(2 of 2)
After the grandma meeting, each side quickly resumed the salvos. Sister O'Laughlin, the once neutral nun, announced she now favors keeping Elian in the U.S., in part because the abuelas seemed manipulated by fear. Elian's father, a Communist Party member, claimed in papers filed in the federal lawsuit that the Miami camp had offered him $2 million, a house and a car if he would move to America.
If Elian is sent back, the grandmas--who were expected to return to Elian's hometown of Cardenas, Cuba, over the weekend--will almost certainly be the ones to retrieve him. Abuelas are usually respected moral authorities, but that Cuban tradition isn't worth a knitted shawl in this fight. In fact, the Miami exiles have assailed the grandmas--for not thanking Elian's granduncle Lazaro Gonzalez for taking him in. "We are thankful to Lazaro for what he did at the beginning," Quintana told TIME. "But now he is using my grandson."
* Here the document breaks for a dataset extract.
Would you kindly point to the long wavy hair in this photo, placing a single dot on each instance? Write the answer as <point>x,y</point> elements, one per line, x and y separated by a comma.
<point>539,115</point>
In the week's tug-of-war, the grandmas seemed to have the stronger grip. Congressional support for citizenship for Elian waned, even among Republicans. The federal judge moved up the deadline for the Miami relatives to present their final case and scolded lawyers for their media grandstanding. Which means these abuelas' first visit to the U.S. may not be their last.